BioFact-MoE: Biologically Factorized Mixture of Experts for Vision-Language Prognostic Modeling in Hepatocellular Carcinoma 文章

ArXiv CS.CV2026-05-27NEWSen作者: Junlin Yang, Tian Yu, Nicha C. Dvornek, Yuexi Du, Peiyu Duan, Annabella Shewarega, Lawrence H. Staib, James S. Duncan, Julius Chapiro

摘要

arXiv:2605.26376v1 Announce Type: new Abstract: Hepatocellular carcinoma (HCC) is biologically heterogeneous, shaped by the interplay between hepatic functional reserve and tumor-related oncologic factors; thus, similar survival outcomes may reflect fundamentally different underlying biological processes.
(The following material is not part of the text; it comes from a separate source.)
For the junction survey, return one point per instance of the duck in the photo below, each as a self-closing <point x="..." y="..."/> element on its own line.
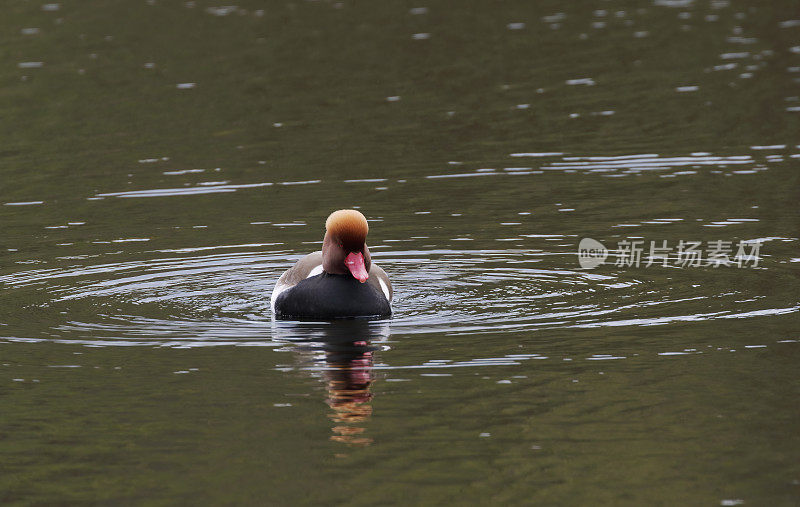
<point x="338" y="282"/>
Prognostic modeling in HCC is informed by rich multimodal information from multiparametric MRI and radiology reports from routine clinical practice. Existing prognostic vision-language models (VLMs) learn a single entangled latent representation that blends hepatic and tumor-related factors, limiting both accuracy and biological interpretability. We present BioFact-MoE, a biologically factorized Mixture of Experts (MoE) framework that explicitly decomposes liver and tumor factors via biologically supervised experts within a residual MoE survival architecture.